Well, if it isn’t one predator it is another!
One morning at 7am after letting all the poultry out for the day, we saw a fox checking them out. It was daylight, though only just at this time of the year. Needless to say we were not happy.
Next day, there were two eagles perched in a tree overlooking the wandering poultry! Now they are a predator too, and we have certainly seen them take our poultry in the past….. but……. they are a native Australian bird, indigenous to this area…… and so majestic! So of course the camera comes out, and numerous photos taken.
A pair of eagles watching the poultry
Needless to say, in the last two weeks since seeing the fox and the eagles, we have lost two geese and two turkeys, and everyone now needs to stay locked up in their pens for their safety!
Well, most of Perth stayed indoors as much as possible today, with the temperature reaching 44.4C…….that is 112F for those overseas! We knew some heat was coming (plus it is summer after all and we do what we can to prepare for the heat…and bushfire season. We had put up shade cloth over the aquaponics grow beds, and the duck pen, and thank goodness we did that before today.
Shade cloth covering the veggies in the aquaponics
Late yesterday we gave everything a good deep watering in anticipation of the 41C forecast for today. As the temperature soared we turned on some sprinklers to give the birds some relief, and freshened up the water baths (check out the handy hints page) we have around the place.
Splish splash I was takin’ a bath…..on a 44 degree day!
We also put on the ‘overhead’ sprinklers. We have these on the house in case of a bushfire, but it also helps to cool down the house (we have a tin roof); and we also have them on the rabbit house, again for both reasons. The rabbits had their two litre bottles of ice (also mentioned in handy hints) this morning, and then a new one at 3.00 to help them out some more.
The poor turkeys are hot, as they recently had young and they are too small to let out along with the ducks, geese and poultry. We turned on the sprinkler for them too, and this helped cool them down.

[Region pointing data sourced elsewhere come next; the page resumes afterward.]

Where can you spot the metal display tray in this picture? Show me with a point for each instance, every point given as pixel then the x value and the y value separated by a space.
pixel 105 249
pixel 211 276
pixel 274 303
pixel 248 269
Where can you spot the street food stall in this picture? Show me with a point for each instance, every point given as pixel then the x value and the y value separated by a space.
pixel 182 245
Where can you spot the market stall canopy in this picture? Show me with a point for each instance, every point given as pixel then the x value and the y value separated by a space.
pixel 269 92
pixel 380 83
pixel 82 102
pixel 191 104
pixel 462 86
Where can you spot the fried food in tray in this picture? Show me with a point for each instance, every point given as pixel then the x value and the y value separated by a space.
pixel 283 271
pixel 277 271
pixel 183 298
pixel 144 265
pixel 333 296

Winter is the time when turkeys start to nest. This year our poor turkeys have been laying eggs, which have then been stolen by the crows. We have now had to lock them in a more secure enclosure, but made them a nice little nesting spot!
Turkeys like to nest in the scrub, so we brought the scrub to the turkeys! There are now 8 eggs covered up in the corner, so soon one of the turkey hens will sit on them, and we will be able to let the others out.

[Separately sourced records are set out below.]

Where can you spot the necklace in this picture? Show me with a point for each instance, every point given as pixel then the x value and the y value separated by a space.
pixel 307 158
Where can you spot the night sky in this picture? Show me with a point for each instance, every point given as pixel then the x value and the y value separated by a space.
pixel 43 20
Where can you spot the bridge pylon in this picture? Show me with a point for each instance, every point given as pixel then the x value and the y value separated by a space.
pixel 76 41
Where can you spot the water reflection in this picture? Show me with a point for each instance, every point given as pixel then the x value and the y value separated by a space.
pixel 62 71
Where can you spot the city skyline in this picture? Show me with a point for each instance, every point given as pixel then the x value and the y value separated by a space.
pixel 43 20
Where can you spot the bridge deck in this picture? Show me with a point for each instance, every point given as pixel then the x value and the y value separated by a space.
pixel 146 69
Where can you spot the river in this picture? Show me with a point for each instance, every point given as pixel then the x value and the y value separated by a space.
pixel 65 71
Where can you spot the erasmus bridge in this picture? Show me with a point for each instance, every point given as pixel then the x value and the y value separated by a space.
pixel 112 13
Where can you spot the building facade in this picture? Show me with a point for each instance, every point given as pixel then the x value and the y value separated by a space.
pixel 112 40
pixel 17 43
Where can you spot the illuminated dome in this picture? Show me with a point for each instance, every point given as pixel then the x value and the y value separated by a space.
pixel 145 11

Like the rabbits, fish, ducks, sheep and poultry, we breed the turkeys for meat- just enough for us. They take longer to grow, 20 weeks or so, but are worthwhile for the amount of meat they produce.
Yet more death and destruction at McCarthy Park this week……went out to feed the animals one evening, and came face to face with a mangy looking fox actually curled up IN the chook run. It had obviously got in earlier and killed three chooks, but couldn’t get out again.
It is so, so distressing….and annoying, to lose our animals in this way. Foxes tend to just kill for the sake of it rather than for food. This fox was very skinny, and must have been hungry, yet had killed three chooks and just left them.
After much searching, we found a possible entry point – a very small gap under a gate, not at all something we would have thought a fox could fit through. Fortunately all the other animals free ranging at the time were unharmed.
Today we bought 7 turkey poults! They are still very young (under 1 week) so are in a small cage with a 100W light globe to keep them warm. We are still building their new enclosure, but it will be ready by the time they are! It just needs to be made fox proof, as unfortunately they do visit us from time to time, and they cause such destruction in a few moments.
The chicks are doing well, even the two that were rescued as newly hatched. They were near death, so we put them in the cage with the light and were amazed to see they survived. After a few days they were strong enough to slip back to the mother hen and chicks.